Corticosteroids reduce short-term and long-term mortality in adult sepsis patients according to a systematic review.
This systematic review and network meta-analysis assessed the efficacy and safety of corticosteroids in adult patients with sepsis. The study population comprised 7,591 individuals, though the specific settings of the included trials were not reported. The interventions evaluated included hydrocortisone alone and the combination of hydrocortisone plus fludrocortisone. The primary outcomes examined were mortality rates at 30 days or less and at 90 days or more. Secondary outcomes included ICU length of stay, ventilator-free days, vasopressor-free days, and renal replacement therapy-free days. The comparator group details were not reported in the available data.
The analysis demonstrated a reduction in mortality at 30 days or less, with a risk ratio of 0.22 and a 95% confidence interval of 0.072 to 0.62. Mortality reduction was also observed at 90 days or more, with a reported risk ratio of 0.33. A second result for 90-day mortality indicated a risk ratio of 0.79. Absolute numbers for these mortality outcomes were not reported. Statistical significance or confidence intervals for the 90-day mortality results were not provided in the input data.
Regarding secondary outcomes, the review found that ICU length of stay was shortened by a mean difference of -2.6 days. Data regarding ventilator-free days, vasopressor-free days, and renal replacement therapy-free days indicated an increase in these favorable metrics, though specific effect sizes and confidence intervals were not reported for these secondary endpoints.
Safety and tolerability findings were not reported in the input data. Adverse events, serious adverse events, discontinuations, and overall tolerability profiles were not detailed. Consequently, a comprehensive safety assessment cannot be derived from the provided evidence.
The mortality benefit associated with a hydrocortisone dosage of 100 mg/day is described as preliminary. This limitation stems from the reliance on evidence from a single small randomized controlled trial. Furthermore, no consensus exists regarding an optimal dosage for corticosteroid therapy in this context. The review highlights that further research is needed to refine dosage regimens and personalize therapy for individual patients.
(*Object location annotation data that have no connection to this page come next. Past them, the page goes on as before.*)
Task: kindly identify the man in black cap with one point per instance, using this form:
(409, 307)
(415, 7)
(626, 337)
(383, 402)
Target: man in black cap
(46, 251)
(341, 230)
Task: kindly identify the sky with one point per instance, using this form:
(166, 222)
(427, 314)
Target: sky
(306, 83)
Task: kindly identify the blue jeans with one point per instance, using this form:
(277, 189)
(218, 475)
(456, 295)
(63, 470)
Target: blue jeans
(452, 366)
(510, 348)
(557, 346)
Methodological limitations include the lack of reported settings for the included studies and the absence of data on adverse events. The certainty of the evidence regarding mortality benefit is constrained by the small sample size of the pivotal trial for the 100 mg/day dose. These factors suggest that the findings should be interpreted with caution, particularly regarding the generalizability of the results and the definitive nature of the mortality reduction claims.
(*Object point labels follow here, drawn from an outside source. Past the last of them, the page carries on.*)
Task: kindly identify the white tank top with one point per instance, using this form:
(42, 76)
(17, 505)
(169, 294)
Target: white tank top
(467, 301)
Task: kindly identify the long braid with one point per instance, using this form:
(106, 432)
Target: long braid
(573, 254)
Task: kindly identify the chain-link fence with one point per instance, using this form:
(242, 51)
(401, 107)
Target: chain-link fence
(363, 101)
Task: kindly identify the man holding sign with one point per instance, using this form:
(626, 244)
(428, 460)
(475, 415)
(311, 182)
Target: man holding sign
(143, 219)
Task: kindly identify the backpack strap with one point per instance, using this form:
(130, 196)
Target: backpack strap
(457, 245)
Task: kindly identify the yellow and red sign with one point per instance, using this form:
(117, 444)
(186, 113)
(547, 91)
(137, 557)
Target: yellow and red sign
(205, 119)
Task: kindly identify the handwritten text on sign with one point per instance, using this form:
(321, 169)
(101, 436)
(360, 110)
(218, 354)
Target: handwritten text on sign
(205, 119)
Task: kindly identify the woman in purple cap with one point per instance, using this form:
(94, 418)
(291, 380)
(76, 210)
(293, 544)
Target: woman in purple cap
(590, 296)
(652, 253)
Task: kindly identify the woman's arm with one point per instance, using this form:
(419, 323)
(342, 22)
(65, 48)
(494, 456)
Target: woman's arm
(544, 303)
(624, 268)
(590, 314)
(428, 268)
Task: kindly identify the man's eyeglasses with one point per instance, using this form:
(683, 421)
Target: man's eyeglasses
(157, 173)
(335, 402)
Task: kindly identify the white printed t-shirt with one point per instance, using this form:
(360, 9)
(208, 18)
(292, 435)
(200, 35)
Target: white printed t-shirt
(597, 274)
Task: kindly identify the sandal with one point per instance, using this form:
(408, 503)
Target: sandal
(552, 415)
Clinical implications suggest that while corticosteroids may reduce mortality and ICU stay, practitioners must recognize the preliminary nature of the high-dose hydrocortisone data. Questions remain unanswered regarding the optimal dosage, the necessity of fludrocortisone combination, and the full safety profile of these interventions. The lack of reported adverse events limits the ability to counsel patients on potential risks.
In summary, this review indicates potential mortality benefits for corticosteroids in sepsis but underscores the need for more robust data to confirm these findings and establish standard dosing protocols. The evidence is insufficient to draw definitive conclusions on safety or the superiority of specific regimens over others without further investigation.